In my previous post, we went through what a Graph is in the context of math, as well as node-based features used for machine-learning on graphs.
TLDR: a graph is a set of nodes connected by edges, both of with can contain features. Graph ML is concerned with using graph-based representations to infer these features on new graphs, or in some cases to learn structures existing within a graph.
The previous post covered features which assumed that we wanted to perform inference on the nodes or edges of a graph. Some applications however, tend to warrant entire-graph operations; For example, predicting whether a new molecule is toxic or whether a new protein is compatible with particular enzymes.
To this end, there are three common approaches:
- Bag of nodes
- Weisfeiler-Lehman Kernel
This is the simplest method. Summary statistics, such as histograms, node degree, centrality measures from node-level operations can be aggregated and used as a graph-level representation. However, this is entirely based on node-level data, which means that larger, structural features of the graph may be missed.

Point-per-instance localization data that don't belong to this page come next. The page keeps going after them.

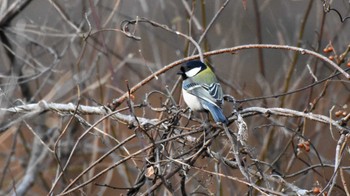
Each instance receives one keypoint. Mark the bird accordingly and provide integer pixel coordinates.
(201, 90)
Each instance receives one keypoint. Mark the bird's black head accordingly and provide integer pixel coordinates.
(191, 69)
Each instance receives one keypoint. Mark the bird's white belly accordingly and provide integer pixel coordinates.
(192, 101)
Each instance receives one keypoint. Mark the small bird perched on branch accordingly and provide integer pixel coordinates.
(201, 89)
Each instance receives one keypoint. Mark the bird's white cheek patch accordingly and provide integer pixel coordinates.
(192, 72)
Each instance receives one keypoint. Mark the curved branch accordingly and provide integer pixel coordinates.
(116, 102)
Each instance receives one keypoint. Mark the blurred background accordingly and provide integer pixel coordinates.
(74, 50)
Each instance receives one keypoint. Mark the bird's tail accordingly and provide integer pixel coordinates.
(216, 113)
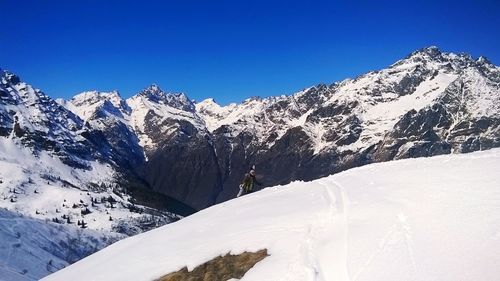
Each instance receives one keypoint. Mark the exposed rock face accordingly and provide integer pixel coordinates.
(221, 268)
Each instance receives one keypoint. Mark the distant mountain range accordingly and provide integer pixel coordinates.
(128, 165)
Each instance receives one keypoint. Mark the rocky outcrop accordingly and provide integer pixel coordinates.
(220, 268)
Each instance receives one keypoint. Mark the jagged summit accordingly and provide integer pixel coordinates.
(311, 133)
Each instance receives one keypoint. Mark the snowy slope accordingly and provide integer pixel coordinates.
(31, 249)
(428, 103)
(417, 219)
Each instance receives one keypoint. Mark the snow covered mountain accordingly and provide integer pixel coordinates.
(63, 177)
(426, 104)
(414, 219)
(123, 165)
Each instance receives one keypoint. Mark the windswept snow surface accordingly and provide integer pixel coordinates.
(417, 219)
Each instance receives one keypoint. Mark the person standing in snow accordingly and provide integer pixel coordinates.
(248, 183)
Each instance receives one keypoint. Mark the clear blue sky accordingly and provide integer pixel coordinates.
(229, 50)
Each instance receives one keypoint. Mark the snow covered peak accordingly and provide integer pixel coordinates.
(419, 219)
(93, 104)
(155, 94)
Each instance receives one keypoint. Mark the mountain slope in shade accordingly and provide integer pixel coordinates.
(416, 219)
(32, 249)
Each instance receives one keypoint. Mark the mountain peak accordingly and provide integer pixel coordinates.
(431, 51)
(155, 94)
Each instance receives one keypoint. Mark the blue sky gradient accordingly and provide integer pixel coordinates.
(229, 50)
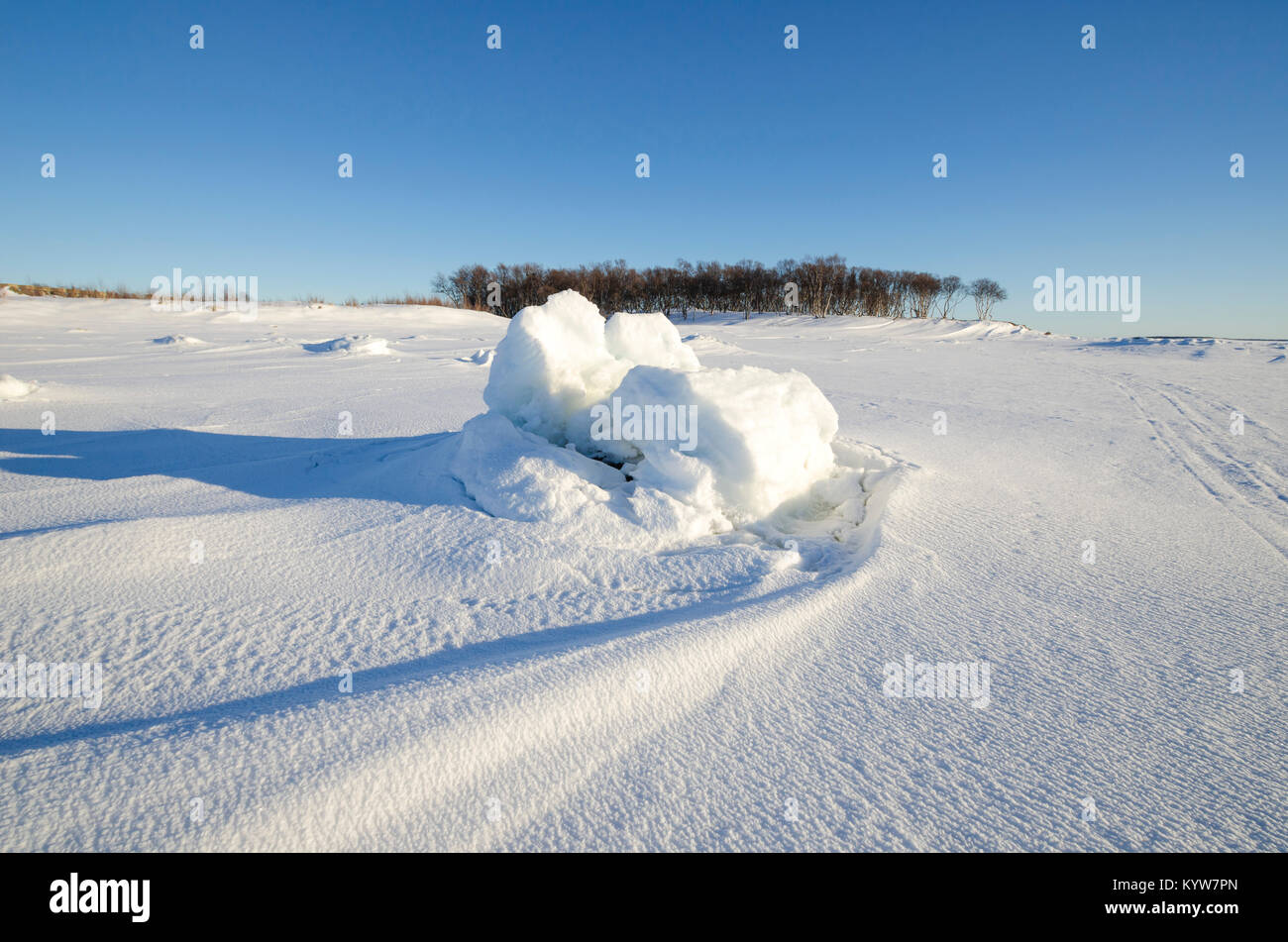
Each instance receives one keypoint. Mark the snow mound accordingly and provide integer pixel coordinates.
(754, 439)
(355, 344)
(730, 446)
(648, 340)
(176, 339)
(552, 365)
(13, 387)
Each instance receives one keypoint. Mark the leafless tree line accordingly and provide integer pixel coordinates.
(816, 286)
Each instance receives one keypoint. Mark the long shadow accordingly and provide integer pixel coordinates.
(373, 680)
(266, 466)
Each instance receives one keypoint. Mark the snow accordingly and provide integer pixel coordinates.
(548, 655)
(734, 444)
(170, 339)
(648, 340)
(13, 387)
(353, 344)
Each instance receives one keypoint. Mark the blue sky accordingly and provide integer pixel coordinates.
(223, 161)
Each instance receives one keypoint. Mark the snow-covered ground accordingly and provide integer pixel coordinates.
(244, 520)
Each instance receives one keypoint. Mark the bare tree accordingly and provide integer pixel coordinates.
(987, 292)
(951, 293)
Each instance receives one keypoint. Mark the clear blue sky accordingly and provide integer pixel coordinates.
(223, 161)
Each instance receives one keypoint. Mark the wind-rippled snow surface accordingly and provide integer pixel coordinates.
(244, 528)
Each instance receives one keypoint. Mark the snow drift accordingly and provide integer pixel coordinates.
(729, 444)
(13, 387)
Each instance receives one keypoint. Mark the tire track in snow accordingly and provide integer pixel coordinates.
(1207, 466)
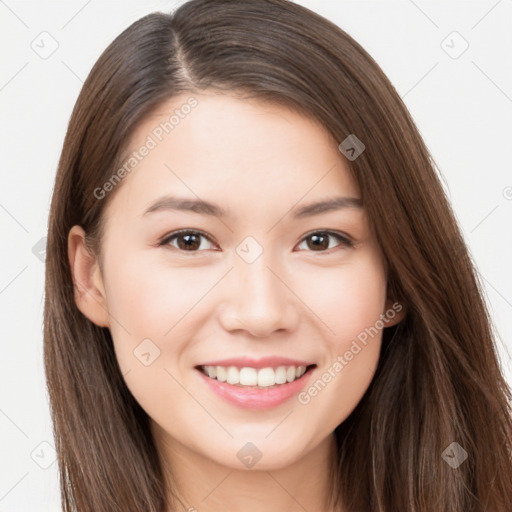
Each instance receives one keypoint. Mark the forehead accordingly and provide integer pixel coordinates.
(244, 151)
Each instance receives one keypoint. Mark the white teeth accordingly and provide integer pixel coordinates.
(246, 376)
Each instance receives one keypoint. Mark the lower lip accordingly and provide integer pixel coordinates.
(254, 398)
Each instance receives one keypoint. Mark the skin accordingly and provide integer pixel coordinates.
(260, 161)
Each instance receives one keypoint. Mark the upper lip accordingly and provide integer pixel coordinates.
(263, 362)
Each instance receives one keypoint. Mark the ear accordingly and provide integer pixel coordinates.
(90, 296)
(394, 311)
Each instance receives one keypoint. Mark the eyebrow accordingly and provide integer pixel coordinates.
(206, 208)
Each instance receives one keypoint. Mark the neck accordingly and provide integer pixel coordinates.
(200, 484)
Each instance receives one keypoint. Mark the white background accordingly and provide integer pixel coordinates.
(462, 106)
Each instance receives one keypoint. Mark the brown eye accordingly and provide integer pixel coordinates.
(319, 241)
(187, 240)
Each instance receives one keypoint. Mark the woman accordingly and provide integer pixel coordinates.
(257, 294)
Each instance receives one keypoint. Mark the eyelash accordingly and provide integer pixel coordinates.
(345, 241)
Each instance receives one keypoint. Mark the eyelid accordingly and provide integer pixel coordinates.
(345, 239)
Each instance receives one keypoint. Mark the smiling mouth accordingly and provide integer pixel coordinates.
(257, 378)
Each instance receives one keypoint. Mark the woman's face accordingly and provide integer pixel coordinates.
(259, 275)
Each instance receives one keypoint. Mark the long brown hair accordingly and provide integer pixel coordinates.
(438, 381)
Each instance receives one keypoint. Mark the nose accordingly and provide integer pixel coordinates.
(258, 300)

The idea behind this method is to iteratively aggregate node-level information, which contain data extending past their local ego graph (their immediate neighbourhood). This method can get mathsy quite quickly;
A label is assigned to each node, such as the node-degree. A hash-function then iteratively assigns each node a new label using the multi-set of current labels within the current node's neighbourhood (multi-set, since some neighbours may have the same degree). This is run a fixed number of time (depending on graph-size and how much data we wish to capture). Each node now encodes the structure of its neighbourhood, which can then be summarized for further processing.

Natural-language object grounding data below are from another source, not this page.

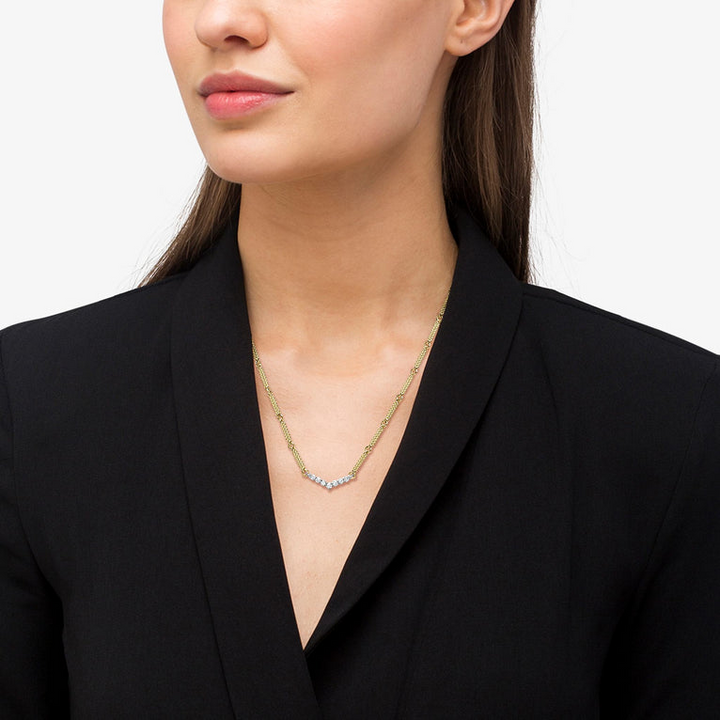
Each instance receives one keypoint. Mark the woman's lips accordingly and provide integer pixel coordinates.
(224, 105)
(232, 95)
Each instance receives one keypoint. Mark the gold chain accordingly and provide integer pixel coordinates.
(378, 433)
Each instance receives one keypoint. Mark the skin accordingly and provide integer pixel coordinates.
(345, 244)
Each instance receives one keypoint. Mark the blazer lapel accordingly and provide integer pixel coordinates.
(229, 493)
(465, 363)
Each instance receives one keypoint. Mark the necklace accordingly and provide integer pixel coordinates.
(383, 424)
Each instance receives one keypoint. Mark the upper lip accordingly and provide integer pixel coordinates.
(237, 82)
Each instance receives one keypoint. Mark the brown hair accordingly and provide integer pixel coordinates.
(487, 153)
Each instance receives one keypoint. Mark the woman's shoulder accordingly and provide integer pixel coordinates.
(129, 311)
(90, 338)
(569, 329)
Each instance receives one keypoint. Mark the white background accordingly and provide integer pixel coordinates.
(97, 158)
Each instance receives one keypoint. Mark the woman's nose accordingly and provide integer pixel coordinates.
(224, 24)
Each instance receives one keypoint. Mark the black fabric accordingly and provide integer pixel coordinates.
(546, 543)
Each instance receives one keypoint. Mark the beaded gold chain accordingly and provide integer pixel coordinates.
(378, 433)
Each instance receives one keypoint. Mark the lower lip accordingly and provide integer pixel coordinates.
(224, 105)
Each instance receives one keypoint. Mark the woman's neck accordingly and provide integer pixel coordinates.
(337, 266)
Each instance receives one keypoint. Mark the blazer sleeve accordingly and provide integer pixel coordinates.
(665, 663)
(33, 676)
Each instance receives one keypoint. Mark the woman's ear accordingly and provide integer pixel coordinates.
(474, 23)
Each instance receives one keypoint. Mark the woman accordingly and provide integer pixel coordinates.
(223, 494)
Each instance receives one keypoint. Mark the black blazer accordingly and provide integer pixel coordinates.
(545, 545)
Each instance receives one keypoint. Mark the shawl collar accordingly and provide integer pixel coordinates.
(226, 470)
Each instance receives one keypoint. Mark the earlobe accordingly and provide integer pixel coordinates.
(476, 22)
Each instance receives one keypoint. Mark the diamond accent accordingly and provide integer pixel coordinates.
(330, 485)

This is a typically combinatoric-ally difficult problem, since it analyses different possible subgraph structures existing in a graph (called graphlets). A graphlet kernel would encode the number of times graphlets of a certain type occur in a graph, typically in a column vector. A similar approach looks at paths that occur in a graph, and encodes the number of times particular degree-sequences occur. A slight variation to this approach uses only the shortest-path between nodes which is used to encode this data.